During that time, Sarah remained in bed for six days battling major exhaustion, along with daily headaches and body aches. She also experienced an intermittent sore throat and a fever.
“Just walking to the bathroom down the hall was a huge effort,” she says. “Yet I am lucky my T1D wasn’t impacted by the virus. I only had one day of no appetite where I ate very little, so I kept an even closer eye on my blood sugars to make sure they were staying in range (while I wasn't eating).”

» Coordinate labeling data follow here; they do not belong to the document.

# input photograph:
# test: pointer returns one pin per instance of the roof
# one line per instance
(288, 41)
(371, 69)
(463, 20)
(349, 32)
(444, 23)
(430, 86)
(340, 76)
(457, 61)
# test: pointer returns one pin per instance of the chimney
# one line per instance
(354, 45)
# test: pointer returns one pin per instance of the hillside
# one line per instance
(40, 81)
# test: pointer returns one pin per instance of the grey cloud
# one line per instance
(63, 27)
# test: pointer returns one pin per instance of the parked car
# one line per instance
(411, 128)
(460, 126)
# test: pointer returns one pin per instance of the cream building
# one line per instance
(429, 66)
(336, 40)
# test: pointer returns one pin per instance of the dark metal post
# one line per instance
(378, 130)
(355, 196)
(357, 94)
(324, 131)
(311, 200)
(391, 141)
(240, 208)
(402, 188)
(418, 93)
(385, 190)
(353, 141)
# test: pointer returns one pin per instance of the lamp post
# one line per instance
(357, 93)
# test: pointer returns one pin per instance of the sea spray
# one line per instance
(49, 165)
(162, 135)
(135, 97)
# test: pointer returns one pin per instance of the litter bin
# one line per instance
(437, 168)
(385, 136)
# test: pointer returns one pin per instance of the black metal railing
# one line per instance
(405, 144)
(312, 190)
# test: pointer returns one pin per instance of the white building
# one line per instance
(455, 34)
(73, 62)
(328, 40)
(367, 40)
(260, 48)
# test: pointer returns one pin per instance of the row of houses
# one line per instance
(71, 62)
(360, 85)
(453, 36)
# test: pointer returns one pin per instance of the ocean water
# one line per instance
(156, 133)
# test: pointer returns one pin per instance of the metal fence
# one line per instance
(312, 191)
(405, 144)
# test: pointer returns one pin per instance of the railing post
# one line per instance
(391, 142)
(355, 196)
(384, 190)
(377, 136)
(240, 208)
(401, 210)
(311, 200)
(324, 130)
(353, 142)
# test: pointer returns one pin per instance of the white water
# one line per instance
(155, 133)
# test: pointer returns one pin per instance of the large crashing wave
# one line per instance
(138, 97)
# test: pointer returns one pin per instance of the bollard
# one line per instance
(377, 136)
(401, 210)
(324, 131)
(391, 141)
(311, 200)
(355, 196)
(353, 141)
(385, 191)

Thanks to a strong support system – “lots of love and good wishes from friends, co-workers and family” – Sarah was able to manage at home and avoid hospitalization. Her boyfriend helped care for her and and her parents dropped off groceries while the two remained in isolation for three weeks. She also credits JDRF with getting her through the difficult period.
“The organization has been on top of updating everyone on COVID-19 relating to T1D, so having that knowledge really helped,” she relates. “They also bring a lot of hope to people and do a great job of keeping the community informed of the research they’re funding.”
“One thing that I personally enjoy about JDRF is the sense of community it creates.”
Diabetes runs in Sarah’s family, with several of her paternal relatives in England having the disease. While she was never exposed to the day-to-day reality of T1D management until her own diagnosis in 2001, Sarah is no stranger to JDRF, having been involved with the charity ever since the age of 11. Her family not only participates in the annual Walk, but her father also used to rally a corporate team to sponsor the fall Ride prior to his retirement.
“One thing that I personally enjoy about JDRF is the sense of community it creates,” says Sarah. “I don’t know many people with diabetes so when you go to a fundraising event and see a big crowd of people with the disease, it reminds you that you are not alone.”
Over the years, Sarah has maintained a good attitude towards living with a chronic illness.
“At the beginning it was obviously a little overwhelming with a lot to learn, but I quickly adjusted to a new normal life,” she relates. “Though always at the back of my mind, my T1D is not something I constantly think about or that stops me from doing anything – it just requires a lot more planning.”
Symptom-free for several weeks now, Sarah is back at work helping others who have contracted COVID-19. She says her experience with the virus served as a reminder of her strength.
“Even though I have diabetes my body is still strong and able to fight disease,” she affirms. “So, I’d like to tell others with T1D that it is completely possible to get COVID-19 and fully recover.”